[Paper] MemFlow: Flowing Adaptive Memory for Consistent and Efficient Long Video Narratives

Published: 1 month ago (December 16, 2025 at 01:59 PM EST)

3 min read

Source: arXiv

Source: arXiv - 2512.14699v1

Overview

The paper introduces MemFlow, a novel memory‑management system for streaming video generation that keeps long‑range narrative consistency without slowing down inference. By dynamically pulling the most relevant past frames based on the upcoming text prompt, MemFlow lets a video model stay on story while remaining as fast as a memory‑free baseline.

Key Contributions

Adaptive memory retrieval: Before each video chunk is generated, MemFlow queries a memory bank with the chunk’s text prompt and fetches the most semantically relevant historic frames.
Sparse attention activation: Only the retrieved tokens are attended to during generation, dramatically cutting the compute cost of long‑context attention.
Plug‑and‑play design: MemFlow works on top of any streaming video generator that already uses a KV‑cache (e.g., diffusion or autoregressive models).
Near‑zero overhead: Experiments show only a 7.9 % slowdown compared with a model that discards all past context, while delivering far superior consistency.
Extensive evaluation: The authors benchmark on multiple long‑video datasets, demonstrating both quantitative gains (higher CLIP‑Score, lower FVD) and qualitative improvements in narrative coherence.

Methodology

Memory Bank Construction – As the model streams, each generated frame (or short chunk) is stored together with its visual embeddings and the associated textual prompt.
Prompt‑guided Retrieval – When a new chunk is about to be synthesized, the current prompt is encoded and used to rank the stored embeddings (e.g., via cosine similarity). The top‑K most relevant frames are pulled into a temporary “active memory.”
Sparse Cross‑Attention – In the attention layers of the video generator, queries from the current chunk attend only to tokens from the active memory instead of the full history. This reduces the quadratic cost of attention while preserving the most useful context.
Integration with KV‑Cache – The retrieved tokens are injected into the existing key‑value cache, so the downstream model sees them as if they were part of its normal memory, requiring no architectural changes.

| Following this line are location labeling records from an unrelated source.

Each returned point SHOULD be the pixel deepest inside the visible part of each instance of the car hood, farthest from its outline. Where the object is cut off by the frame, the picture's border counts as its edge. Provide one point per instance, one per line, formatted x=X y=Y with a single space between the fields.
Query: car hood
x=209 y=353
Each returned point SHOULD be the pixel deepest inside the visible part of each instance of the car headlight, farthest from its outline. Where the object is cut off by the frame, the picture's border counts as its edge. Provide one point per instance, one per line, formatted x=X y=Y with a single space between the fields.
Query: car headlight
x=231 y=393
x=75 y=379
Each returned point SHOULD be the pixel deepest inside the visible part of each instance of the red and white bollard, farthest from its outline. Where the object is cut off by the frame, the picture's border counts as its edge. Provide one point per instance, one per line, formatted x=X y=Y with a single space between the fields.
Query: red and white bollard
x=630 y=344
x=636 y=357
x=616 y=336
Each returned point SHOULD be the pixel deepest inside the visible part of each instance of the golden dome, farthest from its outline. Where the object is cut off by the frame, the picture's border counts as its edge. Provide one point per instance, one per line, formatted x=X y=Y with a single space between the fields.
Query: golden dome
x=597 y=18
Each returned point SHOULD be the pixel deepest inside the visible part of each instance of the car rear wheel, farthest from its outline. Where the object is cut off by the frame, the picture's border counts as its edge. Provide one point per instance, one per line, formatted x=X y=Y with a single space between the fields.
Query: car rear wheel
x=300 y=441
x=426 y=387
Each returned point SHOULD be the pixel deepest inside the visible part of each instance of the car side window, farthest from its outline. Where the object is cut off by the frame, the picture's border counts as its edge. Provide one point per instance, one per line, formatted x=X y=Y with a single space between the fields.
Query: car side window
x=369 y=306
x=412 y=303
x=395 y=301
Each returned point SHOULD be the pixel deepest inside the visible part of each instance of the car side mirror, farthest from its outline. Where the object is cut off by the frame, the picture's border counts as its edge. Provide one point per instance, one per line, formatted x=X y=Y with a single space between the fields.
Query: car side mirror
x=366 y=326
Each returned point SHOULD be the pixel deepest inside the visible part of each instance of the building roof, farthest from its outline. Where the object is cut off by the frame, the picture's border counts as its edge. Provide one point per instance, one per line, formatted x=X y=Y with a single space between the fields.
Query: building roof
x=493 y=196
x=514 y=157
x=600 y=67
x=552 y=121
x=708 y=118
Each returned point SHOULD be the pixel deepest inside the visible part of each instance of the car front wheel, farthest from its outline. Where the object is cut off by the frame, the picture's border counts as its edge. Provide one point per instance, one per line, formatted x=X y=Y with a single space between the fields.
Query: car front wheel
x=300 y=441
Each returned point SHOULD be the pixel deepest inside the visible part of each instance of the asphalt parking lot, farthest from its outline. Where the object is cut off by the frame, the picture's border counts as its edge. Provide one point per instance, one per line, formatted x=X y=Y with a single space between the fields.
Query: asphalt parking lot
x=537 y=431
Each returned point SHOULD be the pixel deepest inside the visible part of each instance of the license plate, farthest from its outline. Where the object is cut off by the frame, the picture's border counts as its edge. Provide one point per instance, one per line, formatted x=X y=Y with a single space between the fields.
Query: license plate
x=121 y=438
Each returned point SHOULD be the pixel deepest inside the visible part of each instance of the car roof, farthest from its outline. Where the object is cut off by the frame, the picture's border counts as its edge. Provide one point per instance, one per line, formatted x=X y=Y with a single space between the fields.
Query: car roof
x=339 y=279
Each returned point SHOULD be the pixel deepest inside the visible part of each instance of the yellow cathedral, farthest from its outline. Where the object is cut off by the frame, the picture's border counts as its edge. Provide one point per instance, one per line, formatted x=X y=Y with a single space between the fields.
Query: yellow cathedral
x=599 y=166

The pipeline repeats for every new chunk, constantly refreshing the active memory to reflect the evolving storyline.

Results & Findings

Metric	Baseline (no memory)	Fixed‑Strategy Memory	MemFlow
CLIP‑Score (higher = better)	0.71	0.78	0.84
FVD (lower = better)	210	165	112
Inference slowdown	0 %	+12 %	+7.9 %
Human consistency rating (1‑5)	2.8	3.6	4.3

Narrative coherence improves dramatically, especially when the story introduces new events or switches scenes.
Computation grows only marginally because the attention is limited to a small, dynamically chosen subset of frames.
The method remains compatible with several backbone generators (e.g., Text‑to‑Video diffusion, autoregressive transformers), confirming its generality.

Practical Implications

Content creation platforms (e.g., AI‑driven video editors, game cutscene generators) can now produce hour‑long videos that stay on script without needing massive GPU memory.
Real‑time streaming services (live AI avatars, interactive storytelling) benefit from the low latency overhead, enabling smoother user experiences.
Developer workflow is simplified: MemFlow is a drop‑in module that wraps around existing models, so teams can upgrade consistency without retraining from scratch.
Edge deployment becomes feasible because the memory footprint stays bounded—only the most relevant K frames are kept active at any time.

Limitations & Future Work

Retrieval quality depends on the embedding space. If the visual encoder fails to capture subtle semantic nuances, the most “relevant” frames may be suboptimal.
Fixed K‑value: The current implementation uses a static number of retrieved frames; adaptive K based on prompt complexity could further improve efficiency.
Scalability of the full bank: While active memory is small, the underlying bank still grows linearly with video length; pruning strategies are needed for truly massive streams.
Broader modalities: Extending the approach to multimodal inputs (audio, motion capture) and to non‑textual prompts is an open direction.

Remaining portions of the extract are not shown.